Speaker: Emmanuelle Jacquin-Joly (INRAE)

51 Receptor expression analysis of an olfactory organ reveals evolutionary patterns: from co-option to cell-type diversification.

Understanding how sensory organs evolve is a central question in sensory biology and evolutionary neuroscience. Due to their complexity, comprehensive analysis of entire sensory organs has been challenging. Here, we leverage the relative simplicity of the Drosophilid maxillary palps: olfactory organs critical for odor-guided behavior
and host-seeking. In Drosophila melanogaster, these organs comprise only six neuronal types organized into three stereotypical sensillum types, offering a tractable system for evolutionary analysis.

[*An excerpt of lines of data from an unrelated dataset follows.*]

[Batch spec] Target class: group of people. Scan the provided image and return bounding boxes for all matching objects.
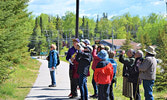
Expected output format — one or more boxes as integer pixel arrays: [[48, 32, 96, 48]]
[[47, 38, 157, 100], [119, 46, 157, 100]]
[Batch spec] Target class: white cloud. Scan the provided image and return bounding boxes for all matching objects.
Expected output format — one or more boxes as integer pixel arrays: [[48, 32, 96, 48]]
[[29, 0, 34, 3], [151, 1, 162, 6], [81, 0, 103, 3]]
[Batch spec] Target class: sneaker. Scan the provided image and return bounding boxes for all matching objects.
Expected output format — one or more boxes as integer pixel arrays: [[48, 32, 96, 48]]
[[49, 85, 56, 87], [90, 94, 98, 98]]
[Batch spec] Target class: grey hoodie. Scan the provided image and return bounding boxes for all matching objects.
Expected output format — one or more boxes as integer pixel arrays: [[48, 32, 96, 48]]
[[139, 55, 157, 80]]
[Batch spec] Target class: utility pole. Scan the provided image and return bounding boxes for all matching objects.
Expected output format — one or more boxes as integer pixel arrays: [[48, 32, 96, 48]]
[[160, 0, 167, 16], [75, 0, 79, 38]]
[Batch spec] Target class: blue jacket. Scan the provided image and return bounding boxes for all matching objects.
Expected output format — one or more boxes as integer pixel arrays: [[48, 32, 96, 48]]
[[48, 50, 57, 68], [107, 58, 117, 78], [76, 50, 92, 75]]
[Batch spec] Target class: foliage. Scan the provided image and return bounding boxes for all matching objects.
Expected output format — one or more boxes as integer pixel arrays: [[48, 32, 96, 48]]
[[0, 0, 33, 83], [155, 31, 167, 91], [121, 33, 132, 51]]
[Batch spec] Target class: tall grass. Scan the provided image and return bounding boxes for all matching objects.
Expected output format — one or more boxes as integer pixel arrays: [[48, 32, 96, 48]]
[[0, 58, 40, 100]]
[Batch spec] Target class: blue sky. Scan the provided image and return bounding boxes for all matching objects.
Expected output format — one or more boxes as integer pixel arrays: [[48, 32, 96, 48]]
[[28, 0, 166, 18]]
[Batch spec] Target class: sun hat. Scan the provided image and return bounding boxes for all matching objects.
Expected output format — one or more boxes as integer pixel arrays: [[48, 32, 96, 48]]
[[97, 50, 108, 60], [104, 45, 111, 51], [144, 46, 156, 55]]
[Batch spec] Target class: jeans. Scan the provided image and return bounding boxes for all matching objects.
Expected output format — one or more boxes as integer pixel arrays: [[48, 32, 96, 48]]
[[50, 71, 56, 85], [133, 83, 141, 100], [92, 74, 97, 95], [79, 74, 88, 100], [69, 69, 78, 96], [98, 84, 110, 100], [143, 80, 154, 100]]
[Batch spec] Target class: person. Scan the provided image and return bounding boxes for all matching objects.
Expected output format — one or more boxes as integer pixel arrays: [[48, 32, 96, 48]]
[[119, 49, 135, 100], [104, 45, 111, 52], [138, 46, 157, 100], [129, 50, 143, 100], [107, 51, 117, 100], [94, 50, 113, 100], [97, 44, 105, 54], [47, 44, 58, 87], [83, 39, 90, 46], [90, 45, 101, 98], [76, 45, 93, 100], [66, 38, 80, 98]]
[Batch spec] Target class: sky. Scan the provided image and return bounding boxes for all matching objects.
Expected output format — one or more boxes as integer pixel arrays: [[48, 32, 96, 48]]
[[28, 0, 167, 18]]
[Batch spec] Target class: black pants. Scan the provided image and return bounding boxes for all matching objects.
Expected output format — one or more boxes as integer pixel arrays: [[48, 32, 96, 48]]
[[133, 83, 141, 100], [109, 81, 114, 100], [69, 69, 78, 96], [98, 84, 110, 100]]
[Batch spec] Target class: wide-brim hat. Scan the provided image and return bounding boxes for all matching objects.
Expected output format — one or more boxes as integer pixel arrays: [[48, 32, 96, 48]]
[[84, 39, 90, 45], [144, 46, 157, 55], [97, 50, 108, 60]]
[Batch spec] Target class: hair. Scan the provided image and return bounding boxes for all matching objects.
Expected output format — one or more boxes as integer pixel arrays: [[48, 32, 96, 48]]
[[97, 44, 104, 50], [108, 51, 115, 58], [137, 50, 144, 57], [129, 49, 135, 56], [51, 44, 56, 50]]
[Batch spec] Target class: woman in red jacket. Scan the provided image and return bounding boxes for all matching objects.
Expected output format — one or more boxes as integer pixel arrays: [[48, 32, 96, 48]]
[[94, 50, 113, 100]]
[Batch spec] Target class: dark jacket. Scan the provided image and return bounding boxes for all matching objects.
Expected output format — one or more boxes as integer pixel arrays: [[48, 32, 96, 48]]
[[119, 55, 135, 77], [66, 46, 77, 69], [94, 61, 114, 84], [128, 57, 143, 83], [139, 55, 157, 80], [76, 50, 92, 75]]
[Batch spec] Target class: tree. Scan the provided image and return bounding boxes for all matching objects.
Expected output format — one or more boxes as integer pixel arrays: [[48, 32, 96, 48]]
[[155, 30, 167, 91], [0, 0, 33, 83], [121, 33, 132, 51]]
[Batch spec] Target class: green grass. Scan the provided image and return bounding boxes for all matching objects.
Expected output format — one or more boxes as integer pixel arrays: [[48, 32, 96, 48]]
[[0, 58, 40, 100], [87, 58, 167, 100]]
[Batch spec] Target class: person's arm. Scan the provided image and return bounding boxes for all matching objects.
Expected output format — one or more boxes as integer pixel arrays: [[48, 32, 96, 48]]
[[119, 55, 134, 65], [138, 58, 152, 71]]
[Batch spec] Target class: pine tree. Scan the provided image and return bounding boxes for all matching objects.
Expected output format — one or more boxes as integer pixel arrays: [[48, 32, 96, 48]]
[[121, 33, 132, 51]]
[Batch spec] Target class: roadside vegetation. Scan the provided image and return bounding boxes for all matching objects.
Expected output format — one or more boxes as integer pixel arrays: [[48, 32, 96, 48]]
[[0, 58, 40, 100]]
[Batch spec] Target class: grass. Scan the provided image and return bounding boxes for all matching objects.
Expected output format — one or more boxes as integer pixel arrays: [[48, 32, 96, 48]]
[[87, 57, 167, 100], [0, 58, 40, 100]]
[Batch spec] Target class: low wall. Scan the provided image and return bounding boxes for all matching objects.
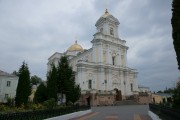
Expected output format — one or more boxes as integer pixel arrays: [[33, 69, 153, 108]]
[[45, 110, 92, 120], [149, 104, 180, 120]]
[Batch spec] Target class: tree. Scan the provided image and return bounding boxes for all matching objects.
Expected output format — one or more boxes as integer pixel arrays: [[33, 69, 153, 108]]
[[47, 64, 57, 101], [173, 83, 180, 109], [57, 56, 80, 104], [34, 82, 47, 103], [31, 75, 42, 85], [171, 0, 180, 70], [15, 62, 31, 106]]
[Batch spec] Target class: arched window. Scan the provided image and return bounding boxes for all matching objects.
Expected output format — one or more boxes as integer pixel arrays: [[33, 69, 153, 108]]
[[88, 80, 92, 89]]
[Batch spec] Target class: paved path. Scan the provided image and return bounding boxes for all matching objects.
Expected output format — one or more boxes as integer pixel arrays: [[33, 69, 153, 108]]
[[71, 105, 151, 120]]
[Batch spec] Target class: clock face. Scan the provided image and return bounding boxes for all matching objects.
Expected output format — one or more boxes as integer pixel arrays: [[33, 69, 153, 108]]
[[110, 28, 114, 35]]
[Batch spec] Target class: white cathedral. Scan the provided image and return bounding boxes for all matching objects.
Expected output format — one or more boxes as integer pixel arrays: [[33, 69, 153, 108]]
[[47, 9, 138, 105]]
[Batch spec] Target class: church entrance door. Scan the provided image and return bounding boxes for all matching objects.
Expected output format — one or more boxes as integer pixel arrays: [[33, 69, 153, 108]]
[[114, 88, 122, 101], [86, 96, 90, 106]]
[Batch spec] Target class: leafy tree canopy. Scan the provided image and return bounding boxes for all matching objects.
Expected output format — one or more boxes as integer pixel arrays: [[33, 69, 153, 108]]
[[34, 83, 47, 103], [31, 75, 42, 85], [15, 62, 31, 106]]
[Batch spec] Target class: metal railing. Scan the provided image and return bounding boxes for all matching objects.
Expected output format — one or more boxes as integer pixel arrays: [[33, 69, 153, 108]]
[[149, 104, 180, 120], [0, 106, 90, 120]]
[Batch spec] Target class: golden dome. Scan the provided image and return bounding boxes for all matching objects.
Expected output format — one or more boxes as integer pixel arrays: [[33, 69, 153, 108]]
[[102, 9, 110, 18], [67, 41, 83, 51]]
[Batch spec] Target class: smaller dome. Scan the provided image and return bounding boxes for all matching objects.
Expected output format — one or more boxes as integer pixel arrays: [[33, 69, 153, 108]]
[[67, 41, 83, 51]]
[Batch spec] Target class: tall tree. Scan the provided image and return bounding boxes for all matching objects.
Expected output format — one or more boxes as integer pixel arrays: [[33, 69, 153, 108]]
[[173, 83, 180, 109], [15, 62, 31, 106], [47, 64, 57, 100], [34, 82, 47, 103], [171, 0, 180, 70], [31, 75, 42, 85], [57, 56, 79, 103]]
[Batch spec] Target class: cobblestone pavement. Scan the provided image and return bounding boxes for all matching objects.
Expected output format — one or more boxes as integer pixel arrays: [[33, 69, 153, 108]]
[[71, 105, 151, 120]]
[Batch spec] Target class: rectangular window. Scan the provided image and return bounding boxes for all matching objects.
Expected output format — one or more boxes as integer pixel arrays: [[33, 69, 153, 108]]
[[4, 94, 8, 99], [88, 80, 92, 89], [7, 81, 11, 87], [131, 83, 133, 92]]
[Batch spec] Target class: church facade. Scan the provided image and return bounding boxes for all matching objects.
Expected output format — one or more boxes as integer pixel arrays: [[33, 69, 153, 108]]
[[47, 10, 138, 105]]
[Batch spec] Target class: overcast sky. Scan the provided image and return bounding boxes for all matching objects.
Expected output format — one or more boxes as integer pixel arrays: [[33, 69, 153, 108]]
[[0, 0, 180, 91]]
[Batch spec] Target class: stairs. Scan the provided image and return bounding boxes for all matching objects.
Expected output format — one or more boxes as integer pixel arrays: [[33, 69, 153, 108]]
[[114, 100, 140, 106]]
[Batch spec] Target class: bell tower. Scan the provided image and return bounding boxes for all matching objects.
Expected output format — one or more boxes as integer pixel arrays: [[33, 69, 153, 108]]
[[95, 9, 120, 38]]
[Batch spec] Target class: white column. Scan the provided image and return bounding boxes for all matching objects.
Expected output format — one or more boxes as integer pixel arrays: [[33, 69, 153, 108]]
[[106, 69, 112, 90], [117, 49, 121, 66], [124, 49, 127, 67], [106, 46, 111, 64], [92, 45, 96, 62], [98, 68, 104, 90], [98, 43, 103, 63]]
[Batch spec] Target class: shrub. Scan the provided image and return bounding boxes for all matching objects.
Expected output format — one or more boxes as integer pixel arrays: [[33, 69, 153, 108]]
[[43, 98, 56, 109]]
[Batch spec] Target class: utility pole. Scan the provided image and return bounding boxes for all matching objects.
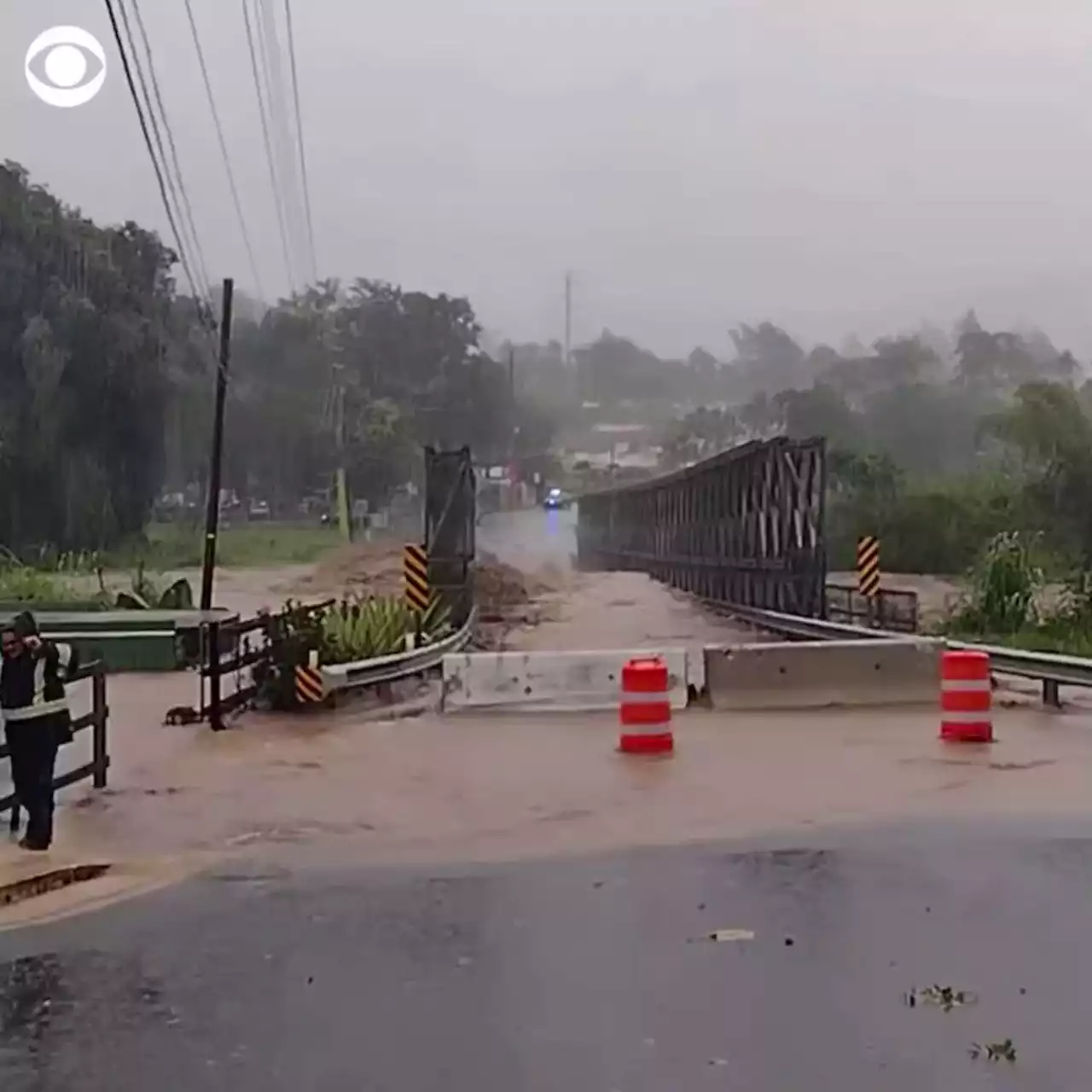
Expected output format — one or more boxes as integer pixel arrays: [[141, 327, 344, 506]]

Using a combination of cross-species transcriptomics, receptor expression profiling, and genetic tools, we uncover fundamental mechanisms driving olfactory organ evolution. Our findings reveal widespread co-option of olfactory receptors across organs and life stages. We dissect the genetic basis of evolutionary shift and identify key changes in cis-regulatory elements in one of these receptors. Importantly,we identify a specific neuronal cell type that consistently serves as a hotspot for evolutionary changes in receptor expression across species. Furthermore, by examining species spanning broad evolutionary distances, we identify the mergence of novel neuron types, characterize evolutionary intermediates, and show that while receptor expression is highly adaptable, the evolution of new cell types is more constrained.

Altogether, our work provides new insight into how sensory organs evolve,
highlighting both conserved and adaptable components of olfactory system
architecture.

Speaker: Juan Sebastian Lugo Ramos (The Francis Crick Institute)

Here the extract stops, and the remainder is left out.